Going into the experiment, the researchers suspected inbreeding could play a role in the quality of canaries’ singing, specifically in their ability to learn how to sing and the complexity of the tunes. But when the results came in, they were surprised to find these traits were fine. Instead, the problem was elsewhere, says Raissa de Boer, doctoral student of the Department Biology at the University of Antwerp and lead author of the paper published in Proceedings of the Royal Society B last week. “What we found, shockingly, was an error in their pitch," de Boer says. "The inbred birds were singing out of tune."
Next up, De Boer and her team wanted to know exactly how this lack of musical talent could affect breeding. They found that the females paired with inbred males laid smaller and fewer eggs than females paired with outbred birds. This, the scientists say, could be a sample of how instincts kick in to make natural selection possible. “It could be that females can discriminate between inbred and outbred males, perhaps as a result of the differences in their singing,” De Boer says.
This is not the first time research suggests inbreeding can have a negative effect on singing quality and reproductive success. Still, some scientists take these results with skepticism. Donald Kroodsma, a retired ornithologist specialized in avian communication and a close collaborator of The Cornell Lab of Ornithology, tells Audubon that evidence in this field is far from conclusive. “I’ve reviewed widely this topic, and I think that a lot of the research available out there is not accurate,” Kroodsma says. “We need to be cautious.”
De Boer agrees with Kroodsma’s call for further research.
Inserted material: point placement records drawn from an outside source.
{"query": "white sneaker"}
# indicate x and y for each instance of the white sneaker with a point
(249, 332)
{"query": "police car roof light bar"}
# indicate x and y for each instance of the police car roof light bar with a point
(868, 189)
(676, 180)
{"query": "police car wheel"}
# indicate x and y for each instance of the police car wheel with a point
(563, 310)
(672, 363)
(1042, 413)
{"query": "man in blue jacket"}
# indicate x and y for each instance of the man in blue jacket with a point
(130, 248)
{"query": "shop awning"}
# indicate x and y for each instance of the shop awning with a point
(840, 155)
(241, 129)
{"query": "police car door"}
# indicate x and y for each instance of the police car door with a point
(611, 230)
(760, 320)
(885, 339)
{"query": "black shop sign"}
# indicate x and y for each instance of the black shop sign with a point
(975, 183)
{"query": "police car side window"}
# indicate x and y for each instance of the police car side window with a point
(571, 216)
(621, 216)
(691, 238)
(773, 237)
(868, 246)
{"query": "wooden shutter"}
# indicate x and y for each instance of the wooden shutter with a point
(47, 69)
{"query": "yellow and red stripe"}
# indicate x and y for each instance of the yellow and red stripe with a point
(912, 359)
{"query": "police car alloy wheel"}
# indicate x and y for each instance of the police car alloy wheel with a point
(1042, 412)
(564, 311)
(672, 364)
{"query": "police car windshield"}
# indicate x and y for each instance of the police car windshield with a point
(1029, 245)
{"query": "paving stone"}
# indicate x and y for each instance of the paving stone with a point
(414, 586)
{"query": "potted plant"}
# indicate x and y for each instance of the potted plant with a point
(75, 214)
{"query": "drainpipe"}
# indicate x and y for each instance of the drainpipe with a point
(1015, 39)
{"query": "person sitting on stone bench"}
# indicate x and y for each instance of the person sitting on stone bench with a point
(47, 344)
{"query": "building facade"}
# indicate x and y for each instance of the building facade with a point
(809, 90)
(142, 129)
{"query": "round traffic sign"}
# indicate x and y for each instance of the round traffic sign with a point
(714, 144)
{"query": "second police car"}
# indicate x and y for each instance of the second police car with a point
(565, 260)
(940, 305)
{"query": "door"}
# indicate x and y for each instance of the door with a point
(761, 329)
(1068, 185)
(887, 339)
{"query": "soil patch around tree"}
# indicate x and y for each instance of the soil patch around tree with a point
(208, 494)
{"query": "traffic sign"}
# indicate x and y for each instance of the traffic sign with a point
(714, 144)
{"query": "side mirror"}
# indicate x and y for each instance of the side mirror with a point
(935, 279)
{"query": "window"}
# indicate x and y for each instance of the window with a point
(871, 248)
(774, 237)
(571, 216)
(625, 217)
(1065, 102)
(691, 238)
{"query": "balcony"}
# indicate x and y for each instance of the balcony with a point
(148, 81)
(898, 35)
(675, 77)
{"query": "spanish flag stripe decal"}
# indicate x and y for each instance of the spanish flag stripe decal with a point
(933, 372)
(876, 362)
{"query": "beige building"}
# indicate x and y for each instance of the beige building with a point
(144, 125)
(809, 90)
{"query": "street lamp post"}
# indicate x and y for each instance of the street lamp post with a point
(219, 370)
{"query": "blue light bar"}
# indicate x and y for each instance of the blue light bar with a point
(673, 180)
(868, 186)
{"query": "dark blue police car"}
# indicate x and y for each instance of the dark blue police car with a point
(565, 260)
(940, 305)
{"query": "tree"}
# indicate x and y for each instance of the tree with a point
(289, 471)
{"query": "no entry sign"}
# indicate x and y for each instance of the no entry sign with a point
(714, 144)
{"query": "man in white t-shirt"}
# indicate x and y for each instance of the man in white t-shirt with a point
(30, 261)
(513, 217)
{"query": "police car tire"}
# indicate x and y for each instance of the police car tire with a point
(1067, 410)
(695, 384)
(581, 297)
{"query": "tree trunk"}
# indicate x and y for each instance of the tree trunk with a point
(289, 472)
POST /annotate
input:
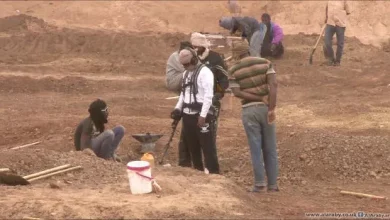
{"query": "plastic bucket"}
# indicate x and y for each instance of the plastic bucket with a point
(140, 177)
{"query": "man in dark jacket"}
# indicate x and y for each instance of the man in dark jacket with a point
(250, 28)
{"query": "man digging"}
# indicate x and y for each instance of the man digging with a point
(91, 133)
(195, 107)
(252, 79)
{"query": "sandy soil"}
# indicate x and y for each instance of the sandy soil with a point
(332, 122)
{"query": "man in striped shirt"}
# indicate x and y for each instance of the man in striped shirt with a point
(253, 80)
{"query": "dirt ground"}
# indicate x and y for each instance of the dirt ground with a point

In the future, she wants to test if inbreeding can affect additional features of song when inbred birds have experienced disadvantageous environmental conditions during early development.
Despite the controversy, scientists hope that experiments like this help them untangle the mysteries of bird communication. “What are birds trying to say and why, that’s what we want to understand better," De Boer says. "Even if some of them are not very good singers.”